Where a party makes an unsolicited approach to gain control, the target Board may, after considering the proposal, decide:

  • That in principle they would recommend the bid to shareholders, in which case they would engage with the bidder to refine the terms of the transaction. If the parties reach consensus, the basic elements may be set out in an implementation agreement, and the parties will then proceed with an off-market bid or scheme of arrangement
  • They would not recommend the bid to shareholders, because it undervalues the target or because there are further growth opportunities for the target that might be lost if a change in control occurs. Once this decision is communicated to the bidder:
    • There may be further negotiations which result in an improved bid that the target Board supports
    • The bidder may decide to proceed without the target Board support (a hostile takeover)

Defending a takeover bid does not mean simply rejecting it – an effective defence means a timely and professional response so that control does not pass without the bidder paying an adequate premium.

When might the Takeovers Panel become involved?

The bidder, target, Australian Securities Investment Corporation (ASIC) or any other person whose interests are affected can apply to the Takeovers Panel for a declaration of unacceptable circumstances. For example:

  • A target (or potential target) may approach the Panel where they believe that shareholders are acting in concert without disclosing that fact, or if they believe that a bidder’s offer document is misleading.
  • A bidder may approach the Panel where a target engages in “frustrating actions” that may prevent an actual or potential bid from proceeding without giving target shareholders opportunity to choose between alternative strategies for the company.

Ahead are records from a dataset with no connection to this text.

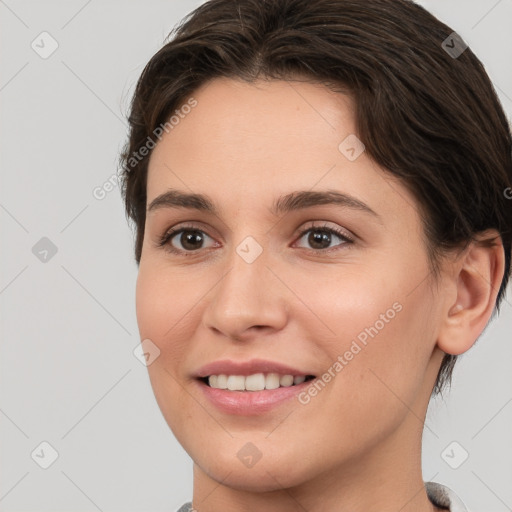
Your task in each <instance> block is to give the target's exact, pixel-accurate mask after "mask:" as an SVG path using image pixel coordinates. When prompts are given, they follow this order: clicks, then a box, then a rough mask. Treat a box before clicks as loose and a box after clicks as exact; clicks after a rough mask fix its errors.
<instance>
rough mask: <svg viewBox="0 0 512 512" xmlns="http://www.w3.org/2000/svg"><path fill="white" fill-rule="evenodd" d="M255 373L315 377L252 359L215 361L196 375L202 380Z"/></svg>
mask: <svg viewBox="0 0 512 512" xmlns="http://www.w3.org/2000/svg"><path fill="white" fill-rule="evenodd" d="M254 373H279V374H280V375H293V376H297V375H304V376H305V375H314V373H313V372H309V371H303V370H300V369H298V368H292V367H291V366H286V365H284V364H281V363H278V362H275V361H267V360H265V359H251V360H249V361H232V360H229V359H224V360H220V361H214V362H212V363H208V364H206V365H204V366H202V367H201V368H200V369H199V370H198V371H197V372H196V373H195V375H194V377H195V378H198V379H202V378H204V377H209V376H210V375H221V374H225V375H242V376H244V377H247V376H248V375H252V374H254Z"/></svg>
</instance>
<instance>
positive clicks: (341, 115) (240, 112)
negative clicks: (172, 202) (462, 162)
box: [147, 78, 414, 211]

The Panel must consider, amongst other things:

  • Whether the circumstances appear to have an unacceptable effect.
  • The core principles in section 602 of the Corporations Act, such as the principle of an efficient, competitive and informed market, the requirement for transparency about the identity of a bidder and the importance of equal treatment of target shareholders.
  • Whether there has been a breach of specific requirements of the Corporations Act for the conduct of takeovers.

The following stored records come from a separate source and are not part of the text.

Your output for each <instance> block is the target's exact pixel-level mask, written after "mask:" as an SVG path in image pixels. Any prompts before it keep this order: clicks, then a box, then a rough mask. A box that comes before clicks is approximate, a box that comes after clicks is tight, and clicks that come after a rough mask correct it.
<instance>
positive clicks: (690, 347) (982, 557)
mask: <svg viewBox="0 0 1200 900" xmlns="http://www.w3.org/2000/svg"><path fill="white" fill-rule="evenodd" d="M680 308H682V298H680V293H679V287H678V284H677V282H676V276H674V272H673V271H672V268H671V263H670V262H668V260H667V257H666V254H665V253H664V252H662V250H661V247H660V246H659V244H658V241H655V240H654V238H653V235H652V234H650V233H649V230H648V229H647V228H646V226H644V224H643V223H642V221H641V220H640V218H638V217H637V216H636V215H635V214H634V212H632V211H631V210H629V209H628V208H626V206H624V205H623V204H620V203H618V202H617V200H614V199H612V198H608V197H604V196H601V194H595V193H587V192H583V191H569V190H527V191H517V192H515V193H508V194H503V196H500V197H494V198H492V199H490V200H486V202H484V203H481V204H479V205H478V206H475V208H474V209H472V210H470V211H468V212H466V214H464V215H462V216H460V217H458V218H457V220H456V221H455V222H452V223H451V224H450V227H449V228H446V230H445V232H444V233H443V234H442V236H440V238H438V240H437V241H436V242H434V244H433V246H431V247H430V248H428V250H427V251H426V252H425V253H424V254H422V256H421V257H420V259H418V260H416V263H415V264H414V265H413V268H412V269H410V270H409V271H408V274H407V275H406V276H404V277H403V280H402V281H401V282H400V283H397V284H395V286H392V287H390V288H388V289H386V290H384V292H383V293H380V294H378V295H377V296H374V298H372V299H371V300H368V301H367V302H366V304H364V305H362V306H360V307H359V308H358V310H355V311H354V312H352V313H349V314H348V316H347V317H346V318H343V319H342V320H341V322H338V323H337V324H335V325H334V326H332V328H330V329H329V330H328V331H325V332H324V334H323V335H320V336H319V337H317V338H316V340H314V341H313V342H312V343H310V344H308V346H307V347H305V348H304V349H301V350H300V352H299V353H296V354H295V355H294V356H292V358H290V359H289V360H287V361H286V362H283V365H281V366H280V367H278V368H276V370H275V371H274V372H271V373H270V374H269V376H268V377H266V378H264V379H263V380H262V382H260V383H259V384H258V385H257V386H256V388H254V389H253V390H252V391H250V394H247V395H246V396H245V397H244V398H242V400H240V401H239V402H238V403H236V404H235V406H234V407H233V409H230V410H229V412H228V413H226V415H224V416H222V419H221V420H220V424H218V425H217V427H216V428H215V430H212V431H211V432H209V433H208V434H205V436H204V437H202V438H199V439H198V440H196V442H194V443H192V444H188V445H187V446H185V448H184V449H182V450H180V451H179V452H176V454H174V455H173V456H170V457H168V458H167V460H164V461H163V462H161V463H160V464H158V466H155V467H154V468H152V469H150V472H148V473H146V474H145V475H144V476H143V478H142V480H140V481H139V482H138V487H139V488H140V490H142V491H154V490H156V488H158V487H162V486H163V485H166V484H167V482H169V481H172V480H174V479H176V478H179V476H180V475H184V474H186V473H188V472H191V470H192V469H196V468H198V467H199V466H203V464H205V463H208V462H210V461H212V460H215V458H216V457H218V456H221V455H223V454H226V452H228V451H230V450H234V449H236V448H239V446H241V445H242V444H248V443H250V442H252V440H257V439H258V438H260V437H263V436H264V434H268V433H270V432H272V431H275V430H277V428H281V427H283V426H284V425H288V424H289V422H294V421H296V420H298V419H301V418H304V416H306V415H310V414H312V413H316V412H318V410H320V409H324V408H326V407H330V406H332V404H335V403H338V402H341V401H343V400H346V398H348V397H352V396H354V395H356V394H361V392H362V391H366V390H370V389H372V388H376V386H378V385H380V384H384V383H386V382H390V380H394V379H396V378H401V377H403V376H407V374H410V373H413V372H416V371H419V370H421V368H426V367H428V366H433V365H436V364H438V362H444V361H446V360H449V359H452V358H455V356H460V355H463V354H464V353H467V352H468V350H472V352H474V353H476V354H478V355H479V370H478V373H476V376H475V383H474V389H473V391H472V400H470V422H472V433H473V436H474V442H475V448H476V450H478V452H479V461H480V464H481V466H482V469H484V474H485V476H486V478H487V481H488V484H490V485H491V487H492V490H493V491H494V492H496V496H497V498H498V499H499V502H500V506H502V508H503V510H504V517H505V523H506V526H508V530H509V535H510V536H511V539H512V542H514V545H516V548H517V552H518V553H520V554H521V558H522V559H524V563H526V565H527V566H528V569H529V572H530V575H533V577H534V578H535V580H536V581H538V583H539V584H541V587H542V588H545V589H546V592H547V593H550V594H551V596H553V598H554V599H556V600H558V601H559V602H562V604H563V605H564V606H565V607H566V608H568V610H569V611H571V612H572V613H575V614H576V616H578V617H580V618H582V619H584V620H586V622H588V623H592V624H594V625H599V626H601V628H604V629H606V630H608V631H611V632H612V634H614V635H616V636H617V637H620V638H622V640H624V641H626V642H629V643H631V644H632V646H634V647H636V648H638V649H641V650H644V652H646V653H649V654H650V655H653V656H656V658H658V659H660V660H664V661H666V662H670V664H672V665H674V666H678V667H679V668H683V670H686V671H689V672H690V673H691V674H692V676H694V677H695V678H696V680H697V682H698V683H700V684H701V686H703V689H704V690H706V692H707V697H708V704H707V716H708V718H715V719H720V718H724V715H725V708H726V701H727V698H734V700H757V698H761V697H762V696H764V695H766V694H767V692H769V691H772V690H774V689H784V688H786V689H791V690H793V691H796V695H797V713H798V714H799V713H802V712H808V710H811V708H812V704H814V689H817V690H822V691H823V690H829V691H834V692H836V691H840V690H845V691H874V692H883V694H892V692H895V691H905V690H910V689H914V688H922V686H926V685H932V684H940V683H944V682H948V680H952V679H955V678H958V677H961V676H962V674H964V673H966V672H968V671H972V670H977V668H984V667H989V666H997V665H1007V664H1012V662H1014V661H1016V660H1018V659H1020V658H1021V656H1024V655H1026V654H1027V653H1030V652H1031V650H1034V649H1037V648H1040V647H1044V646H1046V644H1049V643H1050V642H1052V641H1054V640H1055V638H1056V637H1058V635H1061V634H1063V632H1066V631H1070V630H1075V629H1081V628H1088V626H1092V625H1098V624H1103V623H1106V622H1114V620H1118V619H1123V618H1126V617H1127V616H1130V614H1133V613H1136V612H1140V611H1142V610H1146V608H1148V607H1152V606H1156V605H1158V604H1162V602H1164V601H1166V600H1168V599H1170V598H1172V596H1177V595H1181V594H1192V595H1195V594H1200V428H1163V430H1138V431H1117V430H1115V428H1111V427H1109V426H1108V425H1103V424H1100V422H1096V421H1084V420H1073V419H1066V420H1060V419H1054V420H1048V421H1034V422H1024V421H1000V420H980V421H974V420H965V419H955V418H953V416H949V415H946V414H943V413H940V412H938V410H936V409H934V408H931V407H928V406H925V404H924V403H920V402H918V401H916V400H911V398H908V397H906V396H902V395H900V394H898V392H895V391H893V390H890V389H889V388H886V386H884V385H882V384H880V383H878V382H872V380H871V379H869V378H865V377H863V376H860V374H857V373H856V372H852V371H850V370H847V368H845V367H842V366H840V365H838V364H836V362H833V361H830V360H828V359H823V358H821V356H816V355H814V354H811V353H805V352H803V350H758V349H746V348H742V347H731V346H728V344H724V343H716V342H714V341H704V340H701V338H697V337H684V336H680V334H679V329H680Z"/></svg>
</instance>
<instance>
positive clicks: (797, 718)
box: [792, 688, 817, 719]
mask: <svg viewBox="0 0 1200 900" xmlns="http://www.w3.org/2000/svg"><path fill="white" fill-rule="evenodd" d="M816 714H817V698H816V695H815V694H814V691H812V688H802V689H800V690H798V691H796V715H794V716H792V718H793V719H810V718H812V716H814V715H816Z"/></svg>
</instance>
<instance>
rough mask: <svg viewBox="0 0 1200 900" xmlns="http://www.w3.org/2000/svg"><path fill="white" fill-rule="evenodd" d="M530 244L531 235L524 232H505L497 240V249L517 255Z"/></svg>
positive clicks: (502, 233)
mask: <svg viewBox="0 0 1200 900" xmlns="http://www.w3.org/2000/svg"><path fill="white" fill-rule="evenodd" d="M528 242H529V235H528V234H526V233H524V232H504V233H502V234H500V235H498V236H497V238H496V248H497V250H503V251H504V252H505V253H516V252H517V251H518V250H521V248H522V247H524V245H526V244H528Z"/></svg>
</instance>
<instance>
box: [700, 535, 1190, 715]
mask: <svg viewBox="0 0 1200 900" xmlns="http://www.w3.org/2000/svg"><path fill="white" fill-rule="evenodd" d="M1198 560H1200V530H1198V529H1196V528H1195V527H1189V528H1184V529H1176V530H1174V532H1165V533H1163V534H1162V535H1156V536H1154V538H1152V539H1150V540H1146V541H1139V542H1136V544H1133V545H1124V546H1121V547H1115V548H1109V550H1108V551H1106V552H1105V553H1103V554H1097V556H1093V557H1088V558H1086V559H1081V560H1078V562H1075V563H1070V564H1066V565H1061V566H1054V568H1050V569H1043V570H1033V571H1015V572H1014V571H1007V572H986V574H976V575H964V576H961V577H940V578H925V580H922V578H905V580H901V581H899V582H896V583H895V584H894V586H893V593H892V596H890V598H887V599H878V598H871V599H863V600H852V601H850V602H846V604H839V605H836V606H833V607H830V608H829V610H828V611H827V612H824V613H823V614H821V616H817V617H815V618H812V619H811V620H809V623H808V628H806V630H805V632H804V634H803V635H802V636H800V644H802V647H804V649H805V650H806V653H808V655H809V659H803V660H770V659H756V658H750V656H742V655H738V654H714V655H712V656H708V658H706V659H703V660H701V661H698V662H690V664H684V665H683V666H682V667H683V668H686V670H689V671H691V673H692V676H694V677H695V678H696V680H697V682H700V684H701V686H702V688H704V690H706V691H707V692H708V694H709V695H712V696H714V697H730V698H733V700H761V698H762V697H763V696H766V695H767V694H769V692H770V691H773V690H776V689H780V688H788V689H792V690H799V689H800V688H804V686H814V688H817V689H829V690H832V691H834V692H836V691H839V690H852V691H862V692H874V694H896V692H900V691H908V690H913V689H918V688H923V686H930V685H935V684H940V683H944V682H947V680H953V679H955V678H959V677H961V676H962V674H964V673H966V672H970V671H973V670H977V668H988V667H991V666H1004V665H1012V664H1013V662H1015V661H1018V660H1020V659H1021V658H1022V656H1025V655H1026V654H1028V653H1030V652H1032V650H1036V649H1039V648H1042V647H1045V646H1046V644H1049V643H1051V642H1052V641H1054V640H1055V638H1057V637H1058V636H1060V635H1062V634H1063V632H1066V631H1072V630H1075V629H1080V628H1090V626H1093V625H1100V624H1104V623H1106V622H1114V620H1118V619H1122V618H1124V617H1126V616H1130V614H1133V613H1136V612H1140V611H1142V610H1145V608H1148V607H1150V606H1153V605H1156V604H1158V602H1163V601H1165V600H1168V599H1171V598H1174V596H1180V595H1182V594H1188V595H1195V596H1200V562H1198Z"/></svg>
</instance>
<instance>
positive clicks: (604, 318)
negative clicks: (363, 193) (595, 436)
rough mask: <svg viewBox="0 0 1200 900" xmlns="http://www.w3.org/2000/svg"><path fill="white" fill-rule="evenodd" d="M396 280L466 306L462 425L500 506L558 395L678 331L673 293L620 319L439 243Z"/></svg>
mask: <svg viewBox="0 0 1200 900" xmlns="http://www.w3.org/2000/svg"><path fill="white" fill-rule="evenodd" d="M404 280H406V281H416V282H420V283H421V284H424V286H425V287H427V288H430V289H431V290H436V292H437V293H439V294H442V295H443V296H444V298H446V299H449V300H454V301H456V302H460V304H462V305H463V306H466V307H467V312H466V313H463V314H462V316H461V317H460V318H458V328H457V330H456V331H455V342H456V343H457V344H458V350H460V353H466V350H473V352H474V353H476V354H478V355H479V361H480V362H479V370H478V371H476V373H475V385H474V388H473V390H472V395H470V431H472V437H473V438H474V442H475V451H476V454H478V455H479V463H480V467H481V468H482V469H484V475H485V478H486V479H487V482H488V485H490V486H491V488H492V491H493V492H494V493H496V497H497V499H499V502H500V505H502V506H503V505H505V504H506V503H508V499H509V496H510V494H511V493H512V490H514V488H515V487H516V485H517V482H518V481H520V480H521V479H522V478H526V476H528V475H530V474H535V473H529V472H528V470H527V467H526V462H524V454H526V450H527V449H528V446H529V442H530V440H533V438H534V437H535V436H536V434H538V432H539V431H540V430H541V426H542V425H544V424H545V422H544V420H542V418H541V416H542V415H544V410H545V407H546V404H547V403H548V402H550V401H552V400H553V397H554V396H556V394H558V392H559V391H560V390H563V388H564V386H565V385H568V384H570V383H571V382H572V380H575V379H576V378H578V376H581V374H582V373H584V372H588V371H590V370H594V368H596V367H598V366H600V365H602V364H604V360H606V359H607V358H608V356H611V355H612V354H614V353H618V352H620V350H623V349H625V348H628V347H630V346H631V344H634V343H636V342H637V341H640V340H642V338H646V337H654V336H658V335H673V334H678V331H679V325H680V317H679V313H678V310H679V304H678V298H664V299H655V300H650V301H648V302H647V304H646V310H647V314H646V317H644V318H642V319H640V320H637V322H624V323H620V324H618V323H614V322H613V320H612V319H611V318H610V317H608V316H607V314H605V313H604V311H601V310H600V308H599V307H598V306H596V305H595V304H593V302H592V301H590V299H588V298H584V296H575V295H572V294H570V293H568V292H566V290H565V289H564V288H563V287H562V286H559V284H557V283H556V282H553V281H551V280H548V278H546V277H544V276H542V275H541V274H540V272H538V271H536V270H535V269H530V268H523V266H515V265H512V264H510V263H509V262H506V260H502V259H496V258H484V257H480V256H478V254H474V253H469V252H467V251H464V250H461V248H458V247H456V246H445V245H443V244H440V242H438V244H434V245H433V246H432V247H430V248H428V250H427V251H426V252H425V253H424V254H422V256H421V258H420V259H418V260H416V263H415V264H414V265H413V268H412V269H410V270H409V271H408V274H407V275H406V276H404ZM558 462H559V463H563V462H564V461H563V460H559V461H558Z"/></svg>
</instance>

The Panel may find “unacceptable circumstances” even if there is no breach of the law.

“What’s in it for me?”

A takeover can be a highly stressful process at “the best of times”. In the current environment, Boards are already navigating more uncertainty than usual, and directors’ emotional and intellectual reserves may be deleted.

Taking some time to gather resources and “war game” a hypothetical unsolicited bid will put the Board in a better position to respond logically and skilfully even in a highly volatile business landscape. The side benefit of gaining a better understanding of the company’s inherent value and market context may also enable the board to take proactive action and implement a strategic transaction of their own.

DISCLAIMER: Because of the generality of this update, the information provided herein may not be applicable in all situations and should not be acted upon without specific legal advice based on particular situations.